I might quibble with some of the line taken in your reporting, but I won't. As for your leader, however, I found it disappointing and frustrating. I expect an editorial to be opinionated, provocative, one-sided, to take a line. However, a line should be argued. There certainly was a line, but it was asserted; there was no argument.
It is repeatedly asserted that there is no evidence of any overall policy within which decisions announced are made. But Part One of the White Paper is about nothing else. It locates STI policy firmly within the overall public policy framework - necessary because of the tendency of the S&T constituency, in common with all constituencies, to think only of itself when it comes to pleading for public spending. Government, on the other hand, must deal with everything, strike balances, face what are competing claims and operate with limited resources, The White Paper proposes applying a contractarian philosophy to the resolution of dilemmas and conflicts.
S&T policy is also located as a subset of industrial policy generally - the view is that public policy cannot support science simply for itself. As far as government is concerned, funding of science has a social purpose. The White Paper contends that industrial policy must be driven by the object of building a strong national system of innovation - this is, as it were, the central intrinsic goal or ambition and STI policy must fit into it, which is why the White Paper talks of science, technology and innovation.
The contention that the document is too backward-looking, reiterating the Tierney report, foils to understand the public policy process. Tierney had no standing other than as an advisory council. The question that arose was what to do about its recommendations. They could have been left on the shelf; they were not. They were assessed, evaluated, costed, ranked - and now we have a White Paper, the process of implementing decisions arising out of government consideration of Tierney.

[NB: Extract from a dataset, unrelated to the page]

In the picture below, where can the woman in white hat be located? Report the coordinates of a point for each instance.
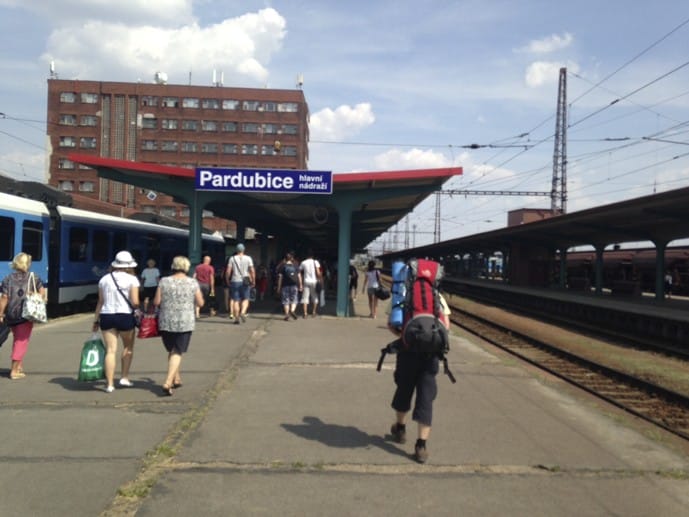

The charge is levelled that there too little said about education and, in particular, primary and secondary education. It is not an education White Paper and does not emanate from that department. However it constantly acknowledges the central role of the education system in the national system of innovation, and also its centrality to the task of building a strong, vibrant national innovation system. There are separate chapters dealing with third-level (chapter 11) and also with primary and secondary education, and training (chapter 12).
The editorial charges that the White Paper is unclear as to the distinction between science and technology. It is very clear as to the distinction between the two - and the connection between them, Simply put and to borrow from the TV commercial, technology is the appliance of science.
Finally, the editorial concludes with the bald assertion that the Government appears to be "fiddling with the periphery rather than getting to grips with the heart of the problems that must be faced," What, if anything, does this assertion mean?
Among the problems faced by the White Paper is the fact that the public S&T budget is now enormous, but spread between a myriad of departments and agencies. The Government is imposing a coherent and rational structure on this and yes, part of the structure is an interdepartmental committee, Not "another" interdepartmental committee, but a new one that will, among other things, impose ex ante and ex post accounting on the Budget. At the heart of the White Paper is a desire for rationality, logic and value for money in relation to almost £800m of public spending. Fiddling at the periphery? - Yours, etc.,
Special Adviser to Pat Rabbitte, TD., Minister for Commerce, Science and Technology, Department of Enterprise and Employment. Kildare Street, Dublin 2.